Elasticで画像の類似検索を実装する方法

blog-thumb-website-search.png

Elasticでわずか数ステップで画像の類似検索を実装する方法をご覧ください。アプリケーション環境の設定を開始したら、NLPモデルをインポートし、最後に画像のセットの埋め込みを生成します。

Elasticでの画像の類似検索の概要 >> 

環境を設定する方法

最初のステップでは、アプリケーションの環境を設定します。一般的な要件は次のとおりです。

  • Git
  • Python 3.9
  • Docker
  • 数百個の画像

最適な結果を保証するために、数百個の画像を使用することが重要です。

作業フォルダーに移動し、作成されたリポジトリコードをチェックアウトします。リポジトリフォルダーに移動します。

$ git clone https://github.com/radoondas/flask-elastic-image-search.git
$ cd flask-elastic-image-search

Pythonを使用してコードを実行するため、すべての要件が満たされ、環境が準備されていることを確認する必要があります。ここで、仮想環境を作成し、すべての依存関係をインストールします。

$ python3 -m venv .venv
$ source .venv/bin/activate
$ pip install -r requirements.txt

Elasticsearchクラスターと埋め込みモデル

アカウントにログインし、Elasticsearchクラスターを設定します。次のスペックの小さいクラスターを設定します。

  • 2 GBのメモリーが搭載された1つのホットノード
  • 4 GBのメモリーが搭載された1つのML(機械学習)ノード(ElasticsearchにインポートするNLPモデルは最大で1.5 GBのメモリーを消費するため、このノードのサイズは重要です。)

デプロイの準備が完了したら、Kibanaに移動して、機械学習ノードの容量を確認します。ビューに1つの機械学習ノードが表示されます。その時点で読み込まれているモデルはありません。

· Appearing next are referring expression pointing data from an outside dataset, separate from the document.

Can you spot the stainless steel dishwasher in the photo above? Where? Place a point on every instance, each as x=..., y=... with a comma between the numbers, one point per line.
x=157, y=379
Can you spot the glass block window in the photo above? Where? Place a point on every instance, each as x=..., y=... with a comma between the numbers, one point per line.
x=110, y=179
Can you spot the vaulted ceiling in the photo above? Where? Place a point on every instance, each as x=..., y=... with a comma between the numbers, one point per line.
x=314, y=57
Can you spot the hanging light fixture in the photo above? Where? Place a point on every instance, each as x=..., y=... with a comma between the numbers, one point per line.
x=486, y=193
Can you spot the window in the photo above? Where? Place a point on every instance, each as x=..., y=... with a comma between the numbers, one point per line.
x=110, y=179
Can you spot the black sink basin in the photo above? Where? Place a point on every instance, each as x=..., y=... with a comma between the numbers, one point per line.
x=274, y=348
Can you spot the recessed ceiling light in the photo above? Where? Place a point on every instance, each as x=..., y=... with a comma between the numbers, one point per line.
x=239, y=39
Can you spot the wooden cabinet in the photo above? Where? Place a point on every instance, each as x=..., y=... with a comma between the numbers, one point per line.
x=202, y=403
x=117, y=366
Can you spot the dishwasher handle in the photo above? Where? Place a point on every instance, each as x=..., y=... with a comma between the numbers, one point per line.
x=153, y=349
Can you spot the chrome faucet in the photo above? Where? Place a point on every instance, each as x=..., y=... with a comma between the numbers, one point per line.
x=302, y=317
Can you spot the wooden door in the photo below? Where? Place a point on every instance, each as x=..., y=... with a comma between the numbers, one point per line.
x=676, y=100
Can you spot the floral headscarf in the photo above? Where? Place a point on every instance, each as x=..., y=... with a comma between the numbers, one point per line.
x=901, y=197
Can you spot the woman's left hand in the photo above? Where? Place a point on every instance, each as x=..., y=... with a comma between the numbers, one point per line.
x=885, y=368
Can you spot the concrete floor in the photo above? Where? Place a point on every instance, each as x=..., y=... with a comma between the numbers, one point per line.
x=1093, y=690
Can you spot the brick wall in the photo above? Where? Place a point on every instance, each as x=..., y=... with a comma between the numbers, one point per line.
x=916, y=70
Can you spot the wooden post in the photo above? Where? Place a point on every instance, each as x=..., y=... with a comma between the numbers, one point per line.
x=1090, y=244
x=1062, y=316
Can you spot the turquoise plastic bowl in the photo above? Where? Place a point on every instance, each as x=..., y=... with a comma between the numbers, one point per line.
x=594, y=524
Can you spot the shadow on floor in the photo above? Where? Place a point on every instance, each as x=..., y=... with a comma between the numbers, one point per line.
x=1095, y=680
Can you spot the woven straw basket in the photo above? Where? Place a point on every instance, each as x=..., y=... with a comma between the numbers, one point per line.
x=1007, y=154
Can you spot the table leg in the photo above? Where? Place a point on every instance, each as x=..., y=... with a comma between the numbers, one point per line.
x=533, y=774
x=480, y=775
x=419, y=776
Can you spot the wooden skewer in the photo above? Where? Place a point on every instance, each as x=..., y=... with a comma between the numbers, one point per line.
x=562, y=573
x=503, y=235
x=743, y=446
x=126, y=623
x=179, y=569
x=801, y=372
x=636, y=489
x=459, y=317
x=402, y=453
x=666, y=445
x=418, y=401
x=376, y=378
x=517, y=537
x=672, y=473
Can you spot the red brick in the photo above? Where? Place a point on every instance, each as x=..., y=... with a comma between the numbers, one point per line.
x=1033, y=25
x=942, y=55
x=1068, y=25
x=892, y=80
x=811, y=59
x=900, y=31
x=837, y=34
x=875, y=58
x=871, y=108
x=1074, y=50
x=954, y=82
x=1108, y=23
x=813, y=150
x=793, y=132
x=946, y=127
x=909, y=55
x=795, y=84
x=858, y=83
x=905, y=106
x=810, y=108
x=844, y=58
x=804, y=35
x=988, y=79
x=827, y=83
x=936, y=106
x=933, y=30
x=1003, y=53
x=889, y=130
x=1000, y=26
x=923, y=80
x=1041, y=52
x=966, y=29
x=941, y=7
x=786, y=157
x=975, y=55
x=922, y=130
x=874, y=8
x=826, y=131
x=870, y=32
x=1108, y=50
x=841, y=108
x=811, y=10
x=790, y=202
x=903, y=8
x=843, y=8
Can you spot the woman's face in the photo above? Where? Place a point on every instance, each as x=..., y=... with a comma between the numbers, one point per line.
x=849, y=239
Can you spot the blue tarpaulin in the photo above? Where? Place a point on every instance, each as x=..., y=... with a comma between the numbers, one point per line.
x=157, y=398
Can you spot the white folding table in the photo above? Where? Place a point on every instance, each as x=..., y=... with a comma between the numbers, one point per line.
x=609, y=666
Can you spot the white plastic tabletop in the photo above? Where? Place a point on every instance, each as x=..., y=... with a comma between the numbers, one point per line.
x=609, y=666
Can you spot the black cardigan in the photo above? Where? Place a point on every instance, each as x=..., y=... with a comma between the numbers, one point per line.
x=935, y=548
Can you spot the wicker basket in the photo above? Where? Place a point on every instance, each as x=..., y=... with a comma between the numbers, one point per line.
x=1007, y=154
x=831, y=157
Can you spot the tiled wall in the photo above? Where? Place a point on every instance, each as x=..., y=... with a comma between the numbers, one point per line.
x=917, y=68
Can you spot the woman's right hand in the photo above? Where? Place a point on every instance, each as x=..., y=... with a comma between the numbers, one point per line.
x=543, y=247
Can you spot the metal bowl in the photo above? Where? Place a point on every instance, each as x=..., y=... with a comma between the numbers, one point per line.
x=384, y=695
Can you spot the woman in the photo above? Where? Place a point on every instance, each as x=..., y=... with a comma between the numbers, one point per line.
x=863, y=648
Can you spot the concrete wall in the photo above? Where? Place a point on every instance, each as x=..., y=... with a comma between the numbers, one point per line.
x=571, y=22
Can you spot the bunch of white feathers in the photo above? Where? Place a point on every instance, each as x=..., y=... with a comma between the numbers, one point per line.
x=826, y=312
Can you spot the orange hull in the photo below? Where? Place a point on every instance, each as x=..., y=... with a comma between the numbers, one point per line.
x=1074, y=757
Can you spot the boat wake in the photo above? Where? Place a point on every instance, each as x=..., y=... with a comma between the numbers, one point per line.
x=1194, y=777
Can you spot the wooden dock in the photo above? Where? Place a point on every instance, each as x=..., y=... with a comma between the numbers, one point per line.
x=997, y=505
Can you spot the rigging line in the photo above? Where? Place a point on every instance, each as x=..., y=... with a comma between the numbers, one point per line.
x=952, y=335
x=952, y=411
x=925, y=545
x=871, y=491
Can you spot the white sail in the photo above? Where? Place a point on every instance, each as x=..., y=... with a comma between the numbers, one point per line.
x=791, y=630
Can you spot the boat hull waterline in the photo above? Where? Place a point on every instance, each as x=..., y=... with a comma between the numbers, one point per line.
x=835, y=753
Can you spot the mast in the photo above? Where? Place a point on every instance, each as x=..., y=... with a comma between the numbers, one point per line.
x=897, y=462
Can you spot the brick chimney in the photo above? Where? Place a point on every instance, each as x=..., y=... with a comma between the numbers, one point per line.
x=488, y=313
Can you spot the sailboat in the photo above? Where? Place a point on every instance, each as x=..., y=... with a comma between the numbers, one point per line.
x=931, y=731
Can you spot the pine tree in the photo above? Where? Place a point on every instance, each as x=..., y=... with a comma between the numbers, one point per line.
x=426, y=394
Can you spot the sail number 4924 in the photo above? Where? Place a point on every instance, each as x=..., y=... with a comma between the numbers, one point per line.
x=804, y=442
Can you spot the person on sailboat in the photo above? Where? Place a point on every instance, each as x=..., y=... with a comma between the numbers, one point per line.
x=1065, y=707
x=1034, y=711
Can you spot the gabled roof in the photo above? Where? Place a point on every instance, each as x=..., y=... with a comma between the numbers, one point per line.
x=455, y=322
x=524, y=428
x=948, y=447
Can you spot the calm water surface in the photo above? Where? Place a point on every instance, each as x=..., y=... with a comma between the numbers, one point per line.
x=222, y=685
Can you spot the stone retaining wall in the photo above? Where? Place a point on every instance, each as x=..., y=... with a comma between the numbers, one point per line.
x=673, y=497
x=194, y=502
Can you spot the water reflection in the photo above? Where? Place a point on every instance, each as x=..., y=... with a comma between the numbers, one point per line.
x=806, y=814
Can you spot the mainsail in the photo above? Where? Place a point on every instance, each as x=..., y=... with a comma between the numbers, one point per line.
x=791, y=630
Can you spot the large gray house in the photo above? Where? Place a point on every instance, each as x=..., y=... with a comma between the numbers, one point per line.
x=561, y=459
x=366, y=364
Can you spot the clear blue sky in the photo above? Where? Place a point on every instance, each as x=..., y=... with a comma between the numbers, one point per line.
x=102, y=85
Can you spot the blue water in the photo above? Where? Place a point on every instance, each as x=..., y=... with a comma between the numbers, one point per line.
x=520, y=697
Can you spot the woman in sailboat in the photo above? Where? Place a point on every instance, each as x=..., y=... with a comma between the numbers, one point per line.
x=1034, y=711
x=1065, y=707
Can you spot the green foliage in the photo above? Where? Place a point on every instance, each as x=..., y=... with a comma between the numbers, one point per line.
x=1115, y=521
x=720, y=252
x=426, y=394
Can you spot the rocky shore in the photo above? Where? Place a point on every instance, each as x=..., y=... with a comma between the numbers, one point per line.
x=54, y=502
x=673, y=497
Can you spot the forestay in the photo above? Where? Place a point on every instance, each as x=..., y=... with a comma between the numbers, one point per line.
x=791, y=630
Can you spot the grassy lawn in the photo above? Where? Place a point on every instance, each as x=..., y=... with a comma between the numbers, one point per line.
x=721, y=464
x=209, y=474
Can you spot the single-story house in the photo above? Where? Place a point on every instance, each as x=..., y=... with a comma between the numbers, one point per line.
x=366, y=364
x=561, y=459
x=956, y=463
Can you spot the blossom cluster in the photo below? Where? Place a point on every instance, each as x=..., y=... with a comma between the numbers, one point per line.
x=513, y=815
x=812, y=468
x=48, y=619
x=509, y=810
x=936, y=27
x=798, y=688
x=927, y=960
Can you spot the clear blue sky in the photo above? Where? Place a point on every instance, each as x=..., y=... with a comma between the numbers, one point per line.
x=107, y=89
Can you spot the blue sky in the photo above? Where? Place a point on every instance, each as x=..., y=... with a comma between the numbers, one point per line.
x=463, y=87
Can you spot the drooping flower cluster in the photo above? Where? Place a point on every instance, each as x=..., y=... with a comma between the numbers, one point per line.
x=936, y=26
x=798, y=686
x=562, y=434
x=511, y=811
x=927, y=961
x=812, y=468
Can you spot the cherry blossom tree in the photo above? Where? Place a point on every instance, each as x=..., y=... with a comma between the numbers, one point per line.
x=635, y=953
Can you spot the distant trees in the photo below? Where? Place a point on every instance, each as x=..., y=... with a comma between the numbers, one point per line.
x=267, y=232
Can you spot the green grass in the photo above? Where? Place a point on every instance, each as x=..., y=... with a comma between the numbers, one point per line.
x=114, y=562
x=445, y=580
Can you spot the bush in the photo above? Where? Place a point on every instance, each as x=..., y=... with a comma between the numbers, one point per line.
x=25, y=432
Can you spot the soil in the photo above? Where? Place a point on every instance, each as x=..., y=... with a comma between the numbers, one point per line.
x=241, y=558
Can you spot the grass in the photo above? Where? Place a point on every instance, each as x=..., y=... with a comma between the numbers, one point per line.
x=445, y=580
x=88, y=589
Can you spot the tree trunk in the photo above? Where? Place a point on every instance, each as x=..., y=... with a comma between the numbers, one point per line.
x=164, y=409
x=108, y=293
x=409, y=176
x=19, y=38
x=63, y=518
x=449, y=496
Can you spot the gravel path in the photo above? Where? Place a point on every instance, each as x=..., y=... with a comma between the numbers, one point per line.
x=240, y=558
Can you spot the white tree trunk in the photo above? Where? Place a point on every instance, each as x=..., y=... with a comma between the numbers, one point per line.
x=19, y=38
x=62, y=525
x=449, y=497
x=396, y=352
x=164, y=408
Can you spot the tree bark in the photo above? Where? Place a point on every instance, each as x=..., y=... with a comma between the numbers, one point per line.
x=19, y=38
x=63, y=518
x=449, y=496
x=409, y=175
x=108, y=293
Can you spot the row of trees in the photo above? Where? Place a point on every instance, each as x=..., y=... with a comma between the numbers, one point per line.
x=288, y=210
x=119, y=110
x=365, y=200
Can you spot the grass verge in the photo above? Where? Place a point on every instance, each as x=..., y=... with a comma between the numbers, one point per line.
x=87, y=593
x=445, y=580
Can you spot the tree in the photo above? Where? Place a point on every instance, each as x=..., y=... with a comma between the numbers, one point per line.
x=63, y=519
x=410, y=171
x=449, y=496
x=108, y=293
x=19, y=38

Elandライブラリを使用して、OpenAIからCLIP埋め込みモデルをアップロードします。Elandは、Elasticsearchでデータを探索および分析するためのPython Elasticsearchクライアントで、テキストと画像の両方を処理できます。このモデルを使用して、テキスト入力から埋め込みを生成し、一致する画像をクエリで検索します。詳細については、Elandライブラリのドキュメントを参照してください。

次のステップでは、Elasticsearchエンドポイントが必要です。このエンドポイントは、デプロイ詳細セクションのElastic Cloudコンソールから取得できます。

エンドポイントURLを使用して、リポジトリのrootディレクトリで次のコマンドを実行します。ElandクライアントはElasticsearchクラスターに接続し、モデルを機械学習ノードにアップロードします。実際のクラスターURLは-urlパラメーターを使用して参照します。たとえば、次の例は「image-search.es.europe-west1.gcp.cloud.es.io」をクラスターURLとして参照します。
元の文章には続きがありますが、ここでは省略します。